The most militant activists in and around the Black Lives Matter movement continue to hector Biden to adopt strenuously radical demands such as defund the police. So far, he has refused. Excellent. There is no reason for him to do so. He doesn't need the votes of these hyper-activists, since they are few in number, and as for the people these activists claim they represent, he already has strong support across the board. He doesn't need to embrace defund the police to get their votes. And most of all, he just needs to keep the support he's already built up among suburban, moderate, older and white noncollege voters to win a smashing victory. A ringing call to defund the police will only undercut, not build, the Biden coalition.
The fact of the matter is that people aren't interested in getting rid of their current police force--as defund the police implies--and somehow replacing it with a new one. In a recent Quinnipiac poll, just 14 percent supported eliminating and replacing their current police department, while 81 percent were opposed. Even among black voters, the split was only 32 percent for/61 percent against.
In the same poll, 67 percent of voters said they supported the ongoing George Floyd protests. What that means--making the reasonable assumption that all eliminate and replace voters also supported the protests--is that 4 in 5 protest supporters do not want to get rid of and replace their current police force.
So defund the police just doesn't cut it with American voters. And, no it doesn't work to explain what the slogan "really means" is providing some more money for social services and changing the mix of police activities, etc, etc. If you're explaining, you're losing.
From the Politico article on this controversy:
"During the primaries, Biden bet everything on winning overwhelming support from African American voters, who eventually reversed the near collapse of his campaign in the first three states.
Biden’s advisers were often less attentive—and sometimes downright dismissive—of certain obsessions of the social media left.

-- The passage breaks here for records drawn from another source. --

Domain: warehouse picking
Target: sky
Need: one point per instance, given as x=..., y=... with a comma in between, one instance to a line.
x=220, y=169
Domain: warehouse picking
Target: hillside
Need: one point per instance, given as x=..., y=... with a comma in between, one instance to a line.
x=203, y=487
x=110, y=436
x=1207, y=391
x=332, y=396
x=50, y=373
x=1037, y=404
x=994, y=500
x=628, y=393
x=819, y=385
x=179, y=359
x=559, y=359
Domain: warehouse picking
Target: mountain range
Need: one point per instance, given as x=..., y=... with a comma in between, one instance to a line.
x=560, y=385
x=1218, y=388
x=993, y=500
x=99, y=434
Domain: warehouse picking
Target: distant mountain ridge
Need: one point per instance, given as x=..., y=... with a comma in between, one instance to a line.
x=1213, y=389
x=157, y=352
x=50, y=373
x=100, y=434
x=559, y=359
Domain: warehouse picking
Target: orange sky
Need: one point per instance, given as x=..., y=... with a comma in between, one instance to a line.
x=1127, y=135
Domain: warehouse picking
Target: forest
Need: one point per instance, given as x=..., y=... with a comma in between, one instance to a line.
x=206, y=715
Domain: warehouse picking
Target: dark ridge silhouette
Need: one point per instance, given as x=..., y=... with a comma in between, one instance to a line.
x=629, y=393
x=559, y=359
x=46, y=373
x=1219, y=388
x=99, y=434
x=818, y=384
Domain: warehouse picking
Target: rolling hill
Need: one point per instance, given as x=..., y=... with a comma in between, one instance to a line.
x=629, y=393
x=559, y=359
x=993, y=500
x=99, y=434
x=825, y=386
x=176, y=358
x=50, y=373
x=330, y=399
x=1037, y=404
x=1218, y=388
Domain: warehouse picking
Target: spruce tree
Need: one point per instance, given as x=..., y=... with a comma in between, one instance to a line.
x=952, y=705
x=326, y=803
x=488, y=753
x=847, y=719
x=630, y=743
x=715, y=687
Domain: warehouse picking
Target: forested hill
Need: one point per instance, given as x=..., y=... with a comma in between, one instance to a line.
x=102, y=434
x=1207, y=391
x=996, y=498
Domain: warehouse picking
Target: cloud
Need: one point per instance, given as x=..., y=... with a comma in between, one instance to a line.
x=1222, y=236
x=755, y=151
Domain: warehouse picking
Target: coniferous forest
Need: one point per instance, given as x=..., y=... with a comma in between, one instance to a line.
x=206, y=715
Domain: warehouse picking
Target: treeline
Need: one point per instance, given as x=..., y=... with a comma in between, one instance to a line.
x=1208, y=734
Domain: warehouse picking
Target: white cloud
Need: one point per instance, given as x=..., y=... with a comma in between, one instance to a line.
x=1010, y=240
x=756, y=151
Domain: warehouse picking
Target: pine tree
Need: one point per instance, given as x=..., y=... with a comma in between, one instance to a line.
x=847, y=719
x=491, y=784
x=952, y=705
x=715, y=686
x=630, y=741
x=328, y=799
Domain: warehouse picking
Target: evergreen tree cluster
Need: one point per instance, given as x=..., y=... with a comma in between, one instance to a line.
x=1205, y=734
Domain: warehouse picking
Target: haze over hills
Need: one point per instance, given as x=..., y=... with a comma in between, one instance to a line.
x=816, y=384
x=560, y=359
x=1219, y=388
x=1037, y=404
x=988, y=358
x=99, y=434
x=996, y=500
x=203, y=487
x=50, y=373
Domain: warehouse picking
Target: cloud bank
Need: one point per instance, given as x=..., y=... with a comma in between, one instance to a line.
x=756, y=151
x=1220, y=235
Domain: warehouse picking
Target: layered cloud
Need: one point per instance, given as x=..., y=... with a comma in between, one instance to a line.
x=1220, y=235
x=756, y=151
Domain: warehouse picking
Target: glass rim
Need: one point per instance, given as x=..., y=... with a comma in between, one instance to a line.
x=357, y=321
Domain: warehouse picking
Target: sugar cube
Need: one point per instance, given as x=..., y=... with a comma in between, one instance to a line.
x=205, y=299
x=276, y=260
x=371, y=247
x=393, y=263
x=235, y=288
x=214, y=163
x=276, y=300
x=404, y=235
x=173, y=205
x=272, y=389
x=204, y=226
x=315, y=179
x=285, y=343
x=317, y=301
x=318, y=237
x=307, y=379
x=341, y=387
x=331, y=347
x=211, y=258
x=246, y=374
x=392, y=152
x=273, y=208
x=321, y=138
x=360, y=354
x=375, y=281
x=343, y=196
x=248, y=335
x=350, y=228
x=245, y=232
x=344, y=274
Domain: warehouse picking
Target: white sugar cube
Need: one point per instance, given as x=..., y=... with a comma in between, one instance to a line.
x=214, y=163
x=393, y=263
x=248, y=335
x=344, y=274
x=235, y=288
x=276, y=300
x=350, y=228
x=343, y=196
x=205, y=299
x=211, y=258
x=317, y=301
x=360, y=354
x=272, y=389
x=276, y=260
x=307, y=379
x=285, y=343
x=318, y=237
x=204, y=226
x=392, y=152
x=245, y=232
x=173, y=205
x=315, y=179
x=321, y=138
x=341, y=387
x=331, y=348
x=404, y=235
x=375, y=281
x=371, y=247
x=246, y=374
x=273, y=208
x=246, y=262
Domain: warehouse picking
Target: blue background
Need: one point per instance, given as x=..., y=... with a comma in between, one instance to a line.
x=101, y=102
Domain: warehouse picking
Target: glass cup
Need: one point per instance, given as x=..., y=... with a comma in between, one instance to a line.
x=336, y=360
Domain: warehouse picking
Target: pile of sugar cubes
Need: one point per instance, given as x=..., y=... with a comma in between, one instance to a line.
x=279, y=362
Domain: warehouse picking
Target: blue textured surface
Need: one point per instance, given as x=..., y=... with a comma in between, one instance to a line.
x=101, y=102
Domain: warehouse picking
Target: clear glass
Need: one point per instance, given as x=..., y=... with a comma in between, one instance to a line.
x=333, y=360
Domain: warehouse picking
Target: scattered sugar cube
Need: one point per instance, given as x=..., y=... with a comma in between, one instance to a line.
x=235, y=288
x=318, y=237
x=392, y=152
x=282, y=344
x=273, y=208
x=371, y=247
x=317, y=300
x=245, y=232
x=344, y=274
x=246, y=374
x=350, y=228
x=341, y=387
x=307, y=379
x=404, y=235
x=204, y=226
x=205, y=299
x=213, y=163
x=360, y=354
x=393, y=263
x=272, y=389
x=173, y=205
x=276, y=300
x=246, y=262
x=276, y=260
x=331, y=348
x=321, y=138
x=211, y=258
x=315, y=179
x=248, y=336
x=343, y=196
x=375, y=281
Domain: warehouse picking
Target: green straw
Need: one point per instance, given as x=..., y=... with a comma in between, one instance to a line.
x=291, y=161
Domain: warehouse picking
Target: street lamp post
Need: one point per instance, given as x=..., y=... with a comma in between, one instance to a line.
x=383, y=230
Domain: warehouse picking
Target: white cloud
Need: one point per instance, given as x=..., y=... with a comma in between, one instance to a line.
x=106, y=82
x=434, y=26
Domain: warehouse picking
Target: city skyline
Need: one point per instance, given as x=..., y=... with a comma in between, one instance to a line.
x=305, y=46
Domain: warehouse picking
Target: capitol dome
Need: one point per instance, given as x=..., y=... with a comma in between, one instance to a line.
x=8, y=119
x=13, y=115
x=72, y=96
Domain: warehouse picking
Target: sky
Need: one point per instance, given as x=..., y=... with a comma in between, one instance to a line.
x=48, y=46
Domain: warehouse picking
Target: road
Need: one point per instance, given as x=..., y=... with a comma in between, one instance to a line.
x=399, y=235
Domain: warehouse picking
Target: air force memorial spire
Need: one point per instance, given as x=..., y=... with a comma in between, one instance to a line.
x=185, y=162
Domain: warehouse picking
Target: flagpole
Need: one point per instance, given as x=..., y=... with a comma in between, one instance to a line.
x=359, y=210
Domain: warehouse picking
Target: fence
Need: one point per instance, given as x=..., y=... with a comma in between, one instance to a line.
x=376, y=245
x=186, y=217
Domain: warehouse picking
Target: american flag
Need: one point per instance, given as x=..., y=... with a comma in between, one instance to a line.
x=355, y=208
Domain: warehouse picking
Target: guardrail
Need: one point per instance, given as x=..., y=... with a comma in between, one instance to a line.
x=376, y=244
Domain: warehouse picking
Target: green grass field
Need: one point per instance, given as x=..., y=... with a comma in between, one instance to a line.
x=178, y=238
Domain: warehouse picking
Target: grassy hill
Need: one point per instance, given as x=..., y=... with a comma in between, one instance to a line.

Biden did not discuss white privilege the way Kirsten Gillibrand did. He didn’t endorse reparations or the legalization of marijuana when some of his chief rivals did. He stubbornly insisted that the two most important primary constituencies were political moderates and older working-class African Americans, two groups without much influence online. The Biden campaign’s unspoken primary slogan could have been, “Twitter isn’t real life.”
This cautiousness and skepticism has spilled into the general election. One way to think of the Biden campaign’s navigation of racial issues is that he and his advisers care a lot more about addressing policy demands than they do about addressing cultural issues.
“There is a conversation that’s going on on Twitter that they don’t care about,” one Democratic strategist observed. “They won the primary by ignoring all of that. The Biden campaign does not care about the critical race theory-intersectional left that has taken over places like The New York Times. You can be against chokeholds and not believe in white fragility. You can be for reforming police departments and don’t necessarily have to believe that the United States is irredeemably racist.”
Amen, you don't and Biden doesn't and that's a very good thing!